“One must not put a loaded rifle on the stage if no one is thinking of firing it.”
-Anton Chekhov, November 1,1889.
Mindwebs – The Gun Without A Bang
By Robert Sheckley; Read by Michael Hanson
1 |MP3| – Approx. 19 Minutes [UNABRIDGED with a musical bed]
Broadcaster: WHA Radio (Madison, WI)
Broadcast: August 4, 1982
Provider: Archive.org
Alfred Dixon is a weapons expert assigned to test, in hostile alien jungle conditions, a new deadly disintegration pistol. The thing kills alright, but there’s one thing it doesn’t do. It won’t report. First published in Galaxy Science Fiction, June 1958.
Posted by Jesse Willis
This… is just about my favorite S-F short story in a life that started reading the pulps in the middle fifties.

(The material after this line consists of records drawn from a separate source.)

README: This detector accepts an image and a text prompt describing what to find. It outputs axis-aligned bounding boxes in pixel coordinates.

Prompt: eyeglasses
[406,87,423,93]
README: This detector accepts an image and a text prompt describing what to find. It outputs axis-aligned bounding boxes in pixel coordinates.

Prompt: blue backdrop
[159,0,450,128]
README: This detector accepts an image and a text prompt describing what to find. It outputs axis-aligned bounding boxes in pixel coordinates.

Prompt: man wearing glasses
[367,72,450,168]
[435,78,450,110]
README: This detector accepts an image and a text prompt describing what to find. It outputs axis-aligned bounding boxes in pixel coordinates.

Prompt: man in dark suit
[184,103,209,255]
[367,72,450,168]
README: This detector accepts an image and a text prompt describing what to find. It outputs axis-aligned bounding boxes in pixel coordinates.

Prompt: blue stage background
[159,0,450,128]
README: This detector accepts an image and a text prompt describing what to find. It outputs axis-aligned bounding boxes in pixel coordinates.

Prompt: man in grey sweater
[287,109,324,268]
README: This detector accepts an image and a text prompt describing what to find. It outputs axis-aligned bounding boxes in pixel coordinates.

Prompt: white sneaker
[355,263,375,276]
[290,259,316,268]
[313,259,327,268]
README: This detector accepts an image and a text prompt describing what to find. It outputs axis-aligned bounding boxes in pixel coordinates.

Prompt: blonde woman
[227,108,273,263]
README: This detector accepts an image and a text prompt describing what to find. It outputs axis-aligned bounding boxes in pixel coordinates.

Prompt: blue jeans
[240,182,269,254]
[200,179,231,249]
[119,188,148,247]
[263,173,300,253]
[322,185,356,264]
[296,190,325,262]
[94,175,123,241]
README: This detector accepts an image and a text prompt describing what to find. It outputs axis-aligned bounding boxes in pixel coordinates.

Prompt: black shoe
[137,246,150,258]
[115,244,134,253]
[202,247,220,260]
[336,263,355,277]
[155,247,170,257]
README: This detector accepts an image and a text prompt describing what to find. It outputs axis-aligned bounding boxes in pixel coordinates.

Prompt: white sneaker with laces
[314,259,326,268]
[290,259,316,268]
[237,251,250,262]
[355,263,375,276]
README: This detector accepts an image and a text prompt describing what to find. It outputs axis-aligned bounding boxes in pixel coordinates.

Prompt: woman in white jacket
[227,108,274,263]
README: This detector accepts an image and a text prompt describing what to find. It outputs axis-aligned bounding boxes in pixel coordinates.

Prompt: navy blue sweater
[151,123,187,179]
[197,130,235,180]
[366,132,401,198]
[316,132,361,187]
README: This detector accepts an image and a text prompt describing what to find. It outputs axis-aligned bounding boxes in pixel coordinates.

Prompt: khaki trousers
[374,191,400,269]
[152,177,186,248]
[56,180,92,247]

This reminds one of the coronavirus. No indication by sight nor sound that infection is in progress until days later. There is no warning at all which makes me fearful for trusting children running into a relative’s embrace. And ‘brave hearts’ that do not believe in social distancing.
A very good story for our time.
I got scolded by a parking garage attendant today: I couldn’t reach the intercom button at the gated entrance so I used a notebook to press the button. There was no beep, no sound at all not even the white noise like a keyed radio. After a few seconds; considering I may not have pressed it fully; I tried again. The audibly irritated attendant bleated, “Don’t keep pressing the button, I have other tasks I’m doing too!”
The jury shuttle driver commented the attendant grouched at him too. It reminded me of Sheckley’s Gun without a Bang I read 45 years ago as an adolescent. I haven’t read it since but the concept learned stuck with me. I’m 56 now.